What is the Butterfly Effect?

There is a popular notion that the “butterfly effect” describes a climate system that is exceptionally sensitive to very small perturbations. As just one example, a google search turned up the following description of it,

“In the arcane field of chaos theory, there is what scientists call “the butterfly effect,” the popular notion that when a butterfly flaps its wings in Asia the action may eventually alter the course of a tornado in Kansas.” (http://ww2.roanoke.com//politics/32390.html).

Even the scientific community presents this perspective, e.g., see http://www.cmp.caltech.edu/~mcc/chaos_new/Lorenz.html, from which the following text is extracted,

“The ‘Butterfly Effect’, or more technically the “sensitive dependence on initial conditions”, is the essence of chaos……..The “Butterfly Effect” is often ascribed to Lorenz. In a paper in 1963 given to the New York Academy of Sciences he remarks: ‘One meteorologist remarked that if the theory were correct, one flap of a seagull’s wings would be enough to alter the course of the weather forever.’ By the time of his talk at the December 1972 meeting of the American Association for the Advancement of Science in Washington, D.C. the sea gull had evolved into the more poetic butterfly – the title of his talk was ‘Predictability: Does the Flap of a Butterfly’s Wings in Brazil set off a Tornado in Texas?’ In the applet we also see a second incarnation of the Butterfly – the amazing geometric structure discovered by Lorenz in his numerical simulations of three very simple equations that now bear his name.”

The solution of the Lorenz equations from this informative website illustrates the “butterfly” looking field that results. Figure 6 from Tsonis and Elsner (1989) has a particularly clear illustration of the butterfly solution.

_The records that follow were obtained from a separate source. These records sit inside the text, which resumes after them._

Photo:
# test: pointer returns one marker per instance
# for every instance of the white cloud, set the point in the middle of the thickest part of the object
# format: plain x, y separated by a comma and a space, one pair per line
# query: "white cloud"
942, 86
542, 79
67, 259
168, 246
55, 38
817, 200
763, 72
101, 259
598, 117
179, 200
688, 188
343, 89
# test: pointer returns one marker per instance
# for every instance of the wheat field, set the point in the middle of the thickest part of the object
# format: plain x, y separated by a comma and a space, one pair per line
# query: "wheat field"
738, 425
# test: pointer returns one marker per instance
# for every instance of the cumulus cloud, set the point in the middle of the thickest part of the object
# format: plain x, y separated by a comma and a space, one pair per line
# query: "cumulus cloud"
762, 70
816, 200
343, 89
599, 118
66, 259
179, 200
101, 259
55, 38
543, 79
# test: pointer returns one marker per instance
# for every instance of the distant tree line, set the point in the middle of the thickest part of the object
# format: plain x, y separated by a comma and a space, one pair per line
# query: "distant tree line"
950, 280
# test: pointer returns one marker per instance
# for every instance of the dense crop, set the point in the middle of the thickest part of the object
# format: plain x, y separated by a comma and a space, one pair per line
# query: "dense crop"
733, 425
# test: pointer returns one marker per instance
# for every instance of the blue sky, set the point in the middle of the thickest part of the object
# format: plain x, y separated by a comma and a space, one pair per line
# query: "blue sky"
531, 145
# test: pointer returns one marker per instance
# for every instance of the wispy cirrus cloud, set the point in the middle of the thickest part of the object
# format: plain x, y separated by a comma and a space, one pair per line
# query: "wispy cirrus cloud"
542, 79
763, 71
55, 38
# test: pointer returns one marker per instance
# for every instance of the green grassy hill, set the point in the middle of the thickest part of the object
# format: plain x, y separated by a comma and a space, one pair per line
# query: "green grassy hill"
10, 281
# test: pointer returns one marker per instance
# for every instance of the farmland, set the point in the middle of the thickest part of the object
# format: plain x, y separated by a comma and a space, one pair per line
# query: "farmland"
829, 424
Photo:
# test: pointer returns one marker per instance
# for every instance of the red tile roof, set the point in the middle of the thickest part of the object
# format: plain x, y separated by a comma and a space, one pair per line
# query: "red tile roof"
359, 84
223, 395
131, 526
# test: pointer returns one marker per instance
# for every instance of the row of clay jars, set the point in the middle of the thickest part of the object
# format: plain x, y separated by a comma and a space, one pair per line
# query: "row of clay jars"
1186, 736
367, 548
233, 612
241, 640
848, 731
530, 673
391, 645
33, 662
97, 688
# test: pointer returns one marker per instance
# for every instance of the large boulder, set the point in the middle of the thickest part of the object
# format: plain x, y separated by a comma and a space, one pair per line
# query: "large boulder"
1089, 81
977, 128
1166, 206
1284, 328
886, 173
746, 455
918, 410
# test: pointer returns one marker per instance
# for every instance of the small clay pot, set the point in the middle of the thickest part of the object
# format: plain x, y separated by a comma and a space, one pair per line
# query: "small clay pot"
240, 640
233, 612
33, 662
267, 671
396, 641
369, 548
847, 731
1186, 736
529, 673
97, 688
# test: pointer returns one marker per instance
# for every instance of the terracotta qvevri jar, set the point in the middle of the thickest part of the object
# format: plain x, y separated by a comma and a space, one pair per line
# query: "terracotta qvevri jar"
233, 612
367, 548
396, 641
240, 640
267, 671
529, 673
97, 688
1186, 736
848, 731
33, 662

This second definition of the butterfly effect is the correct use of the term “butterfly effect.” However, the first usage of the “butterfly effect” in that “when a butterfly flaps its wings in Asia the action may eventually alter the course of a tornado in Kansas” is incorrect. The information from the butterfly is quickly lost on scales close to the size of the butterfly, as the atmosphere is a dissipative system such that only particularly significant powerful forcings, or small climate forcings near a climate transition (but certainly not as small as a butterfly’s flapping winds) can upscale (i.e., teleconnect) to the global scale. Indeed, if we accepted the first definition of the “butterfly effect”, everything that an individual human does on any scale (e.g., brushing your teeth) would be a climate forcing that would influence weather thousands of kilometers away. Of course, that is preposterous.

To communicate accurately in climate science, we need to make sure we properly present the significance of Lorenz’s seminal research. There certainly are thresholds (i.e., “tipping points”) that can result in sudden and large changes in climate regimes. This is a characteristic of chaotic nonlinear systems which we discuss for example, in

Pielke, R.A., 1998: Climate prediction as an initial value problem. Bull. Amer. Meteor. Soc., 79, 2743-2746.644.

Zeng, X., R.A. Pielke, and R. Eykholt, 1993: Chaos theory and its applications to the atmosphere. Bull. Amer. Meteor. Soc., 74, 631-644.

Pielke, R.A. and X. Zeng, 1994: Long-term variability of climate. J. Atmos. Sci., 51, 155-159.

Zeng., X. and R.A. Pielke, 1993: What does a low-dimensional weather attractor mean? Phys. Lett. A., 175, 299-304.

The consequences of this chaotic nonlinearity is the ocureence of the concept of critical thresholds which we discuss in Rial, J., R.A. Pielke Sr., M. Beniston, M. Claussen, J. Canadell, P. Cox, H. Held, N. de Noblet-Ducoudre, R. Prinn, J. Reynolds, and J.D. Salas, 2004: Nonlinearities, feedbacks and critical thresholds within the Earth’s climate system. Climatic Change, 65, 11-38.

The flap of a butterfly’s wings, however, while it seeks to capture the concept of the “sensitivity of the climate system to small perturbations of the initial conditions” overstates the true characteristic of the Earth’s climate system.